Flugblätter vor dem Werkstor verteilt
Zu ihrer Entlassung hatte ein Flugblatt geführt, das die langjährige Frischpack-Mitarbeiterin im Oktober 2017 vor dem Werkstor an Kollegen verteilte. Unter der Überschrift „Nicht den Profit – das Wohl der Menschen in den Mittelpunkt“ verurteilte das Papier die „menschenverachtende Leiharbeit“ und forderte „menschenwürdige Lohn- und Arbeitsbedingungen“ sowie „ein Ende von Arbeitshetze und Sonderschichten“ in dem Betrieb in Tuntenhausen.
In einem „Offenen Brief“ an die Gewerkschaft NGG (Nahrung-Genuss-Gaststätten) und einem weiteren Papier, beide verfasst vom Lebensgefährten, finden sich Parolen wie „Schweinereien öffentlich machen“, „Gegen politische Disziplinierung“ oder „Nein zum Kuhhandel der NGG mit der Frischpack-Geschäftsleitung“.
In der Regel stehen Gewerkschaft und Betriebsrat in arbeitsrechtlichen Verfahren hinter den Mitarbeitern. Hier ist das anders.
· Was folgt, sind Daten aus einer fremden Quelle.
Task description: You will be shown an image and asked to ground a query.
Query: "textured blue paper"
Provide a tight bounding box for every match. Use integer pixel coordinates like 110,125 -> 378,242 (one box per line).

Wie die Frischpack-Geschäftsleitung hat auch die NGG kein Verständnis für das Vorgehen der Mitarbeiterin, die ihre NGG-Mitgliedschaft gekündigt hat. „Es ist nicht unsere Art, mit Wagen am Straßenrand Politik zu machen“, sagt Georg Schneider, NGG-Geschäftsführer in der Region Rosenheim-Oberbayern.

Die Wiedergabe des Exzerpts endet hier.